1. Observations of protein trafficking derived from in vivo studies of proteins in the amyloid cascade imply that APP and ADAM10 partition to L_d domains and BACE1 and γ-secretase partition to L_o domains. Direct observation using fluorescence probes has confirmed C99 strongly partitions L_d domains.

2. Cholesterol induces the formation of the L_o phase in bilayers upon achieving sufficient local concentrations in complex with saturated tail lipids. The modulation of lipid raft formation by cholesterol appears to be the principal, indirect mechanism by which cholesterol modulates the amyloid cascade.

3. Prior direct mechanisms for cholesterol modulation of protein structure via binding to membrane proteins, particularly binding to the single-pass transmembrane domain of APP (C99), might instead be attributed to the formation of the L_o environment.

4. Endocytotic trafficking is not only a mechanism by which proteins are sorted in the amyloid cascade. It is the principal determinant of when various stages of APP cleavage occur due to the pH activation of secretases and conformational changes in APP and C99.

5. Palmitoylation of APP, BACE1, and γ-secretase likely enhances the partitioning of these proteins to L_o domains. In addition, palmitoylation of BACE1 is conjectured to enhance production of Aβ.

FUTURE ISSUES.

1. The partitioning coefficient of ADAM10, and BACE1 between L_d and L_o domains has not been quantified in any membrane system. Measurement of these partitioning coefficients would enable the development of kinetic models of Aβ production through which the role of L_o phase formation in Aβ formation may be explored.

2. Understanding the impact of pH, which differs between plasma membrane and endosomal environments, on the structure and function of APP, C99, ADAM10, BACE10, γ-secretase, and Aβ, and the encounter complex of all of these proteins, remains an important topic for future research.

3. Palmitoylation is an important factor in determining the domain partitioning of APP, BACE1, and γ-secretase. However, little is known regarding how palmitoylation impacts protein structure and partitioning between domains.

4. Cholesterol may modulate the structure, function, and cleavage of membrane proteins, beyond those discussed in this review, indirectly through domain formation and protein partitioning. This may be particularly true for single-pass transmembrane proteins which lack cholesterol binding pockets, unlike the GPCRs for which direct cholesterol binding has been observed.

5. Lipid rafts have mostly been investigated as domains of cholesterol, saturated lipids, sphingomyelins, and gangliosides which facilitate protein-protein interactions. However, the role of protein concentration and partitioning coefficients in formation of L_o phase has received attention very recently(205, 248). Investigations of the effect of protein on L_o domain formation is of interest in general as well as in the specific cases of APP, C99, ADAM10, BACE1, and γ-secretase.

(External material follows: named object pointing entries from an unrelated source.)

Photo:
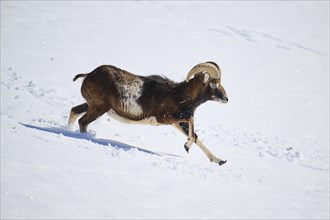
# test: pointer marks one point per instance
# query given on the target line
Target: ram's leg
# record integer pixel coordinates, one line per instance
(184, 128)
(190, 134)
(91, 115)
(76, 112)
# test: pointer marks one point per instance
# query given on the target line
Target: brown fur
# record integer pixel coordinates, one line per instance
(107, 87)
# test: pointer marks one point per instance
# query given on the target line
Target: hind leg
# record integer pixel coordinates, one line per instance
(76, 112)
(92, 114)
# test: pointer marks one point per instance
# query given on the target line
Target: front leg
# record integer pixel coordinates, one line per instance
(184, 128)
(190, 133)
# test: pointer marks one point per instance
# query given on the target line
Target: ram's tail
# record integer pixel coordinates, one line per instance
(79, 75)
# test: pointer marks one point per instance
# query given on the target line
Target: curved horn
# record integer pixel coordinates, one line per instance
(210, 67)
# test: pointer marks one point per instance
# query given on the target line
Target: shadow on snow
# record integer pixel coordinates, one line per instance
(81, 136)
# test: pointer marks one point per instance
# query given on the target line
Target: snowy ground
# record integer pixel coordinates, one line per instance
(274, 131)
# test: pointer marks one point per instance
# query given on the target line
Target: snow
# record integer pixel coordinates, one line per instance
(274, 132)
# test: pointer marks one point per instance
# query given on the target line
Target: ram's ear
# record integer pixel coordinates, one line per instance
(206, 78)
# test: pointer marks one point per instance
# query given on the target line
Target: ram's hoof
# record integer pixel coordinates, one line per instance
(187, 148)
(222, 162)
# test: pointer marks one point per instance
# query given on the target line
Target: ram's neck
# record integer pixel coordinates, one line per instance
(191, 94)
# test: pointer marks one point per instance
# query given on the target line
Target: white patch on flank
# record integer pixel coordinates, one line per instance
(130, 91)
(147, 121)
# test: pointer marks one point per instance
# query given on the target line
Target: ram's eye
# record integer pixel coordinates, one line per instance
(213, 85)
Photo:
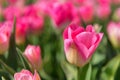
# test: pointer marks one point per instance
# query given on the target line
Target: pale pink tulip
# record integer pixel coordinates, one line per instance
(26, 75)
(33, 55)
(113, 30)
(80, 43)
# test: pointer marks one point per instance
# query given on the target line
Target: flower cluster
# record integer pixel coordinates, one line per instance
(49, 39)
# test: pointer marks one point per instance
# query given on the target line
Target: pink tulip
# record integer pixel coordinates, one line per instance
(116, 14)
(26, 75)
(57, 10)
(80, 43)
(33, 54)
(86, 13)
(21, 31)
(33, 19)
(5, 31)
(113, 30)
(103, 11)
(116, 2)
(104, 2)
(11, 12)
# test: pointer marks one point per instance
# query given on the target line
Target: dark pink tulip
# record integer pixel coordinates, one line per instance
(26, 75)
(21, 31)
(5, 31)
(116, 14)
(33, 55)
(116, 2)
(80, 43)
(113, 30)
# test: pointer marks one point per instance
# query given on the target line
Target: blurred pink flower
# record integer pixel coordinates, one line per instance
(80, 43)
(113, 30)
(11, 11)
(5, 32)
(86, 13)
(26, 75)
(60, 13)
(103, 11)
(116, 15)
(33, 54)
(33, 18)
(104, 2)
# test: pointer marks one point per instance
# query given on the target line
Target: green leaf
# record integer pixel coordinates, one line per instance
(85, 72)
(109, 71)
(22, 59)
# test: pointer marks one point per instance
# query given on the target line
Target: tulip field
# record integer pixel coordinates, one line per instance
(59, 39)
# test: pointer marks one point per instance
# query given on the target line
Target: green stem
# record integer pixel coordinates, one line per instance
(6, 67)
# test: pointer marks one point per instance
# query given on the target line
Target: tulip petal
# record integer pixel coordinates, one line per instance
(67, 44)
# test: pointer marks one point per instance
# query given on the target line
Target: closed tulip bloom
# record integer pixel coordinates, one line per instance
(113, 30)
(5, 31)
(33, 55)
(80, 43)
(26, 75)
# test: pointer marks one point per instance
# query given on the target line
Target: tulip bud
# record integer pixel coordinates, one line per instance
(5, 31)
(33, 55)
(26, 75)
(113, 30)
(80, 44)
(4, 42)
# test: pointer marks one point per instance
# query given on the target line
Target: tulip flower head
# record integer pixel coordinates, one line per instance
(5, 31)
(80, 43)
(26, 75)
(33, 55)
(113, 30)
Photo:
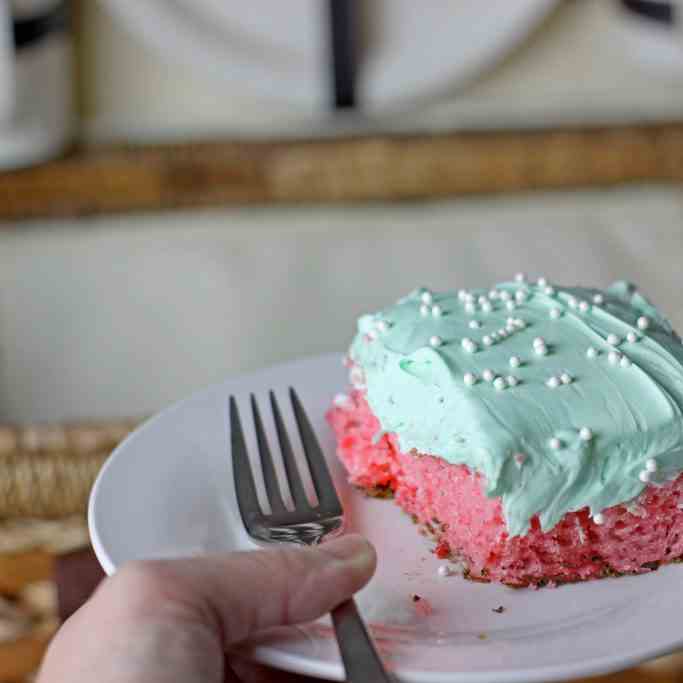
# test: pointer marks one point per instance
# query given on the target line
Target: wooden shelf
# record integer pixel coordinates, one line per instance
(392, 167)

6. With the exception of CME facilitated by clathrin binding at the APP Y₇₅₇ENPTY₇₆₂ domain, the role of APP and C99 intracellular domain interactions with various cytosolic proteins in amyloidogenesis remains mysterious. Further characterization of the intracellular proteins that bind the APP intracellular domain is necessary to complete our understanding of the amyloidogenic pathway in relation to other biochemical processes.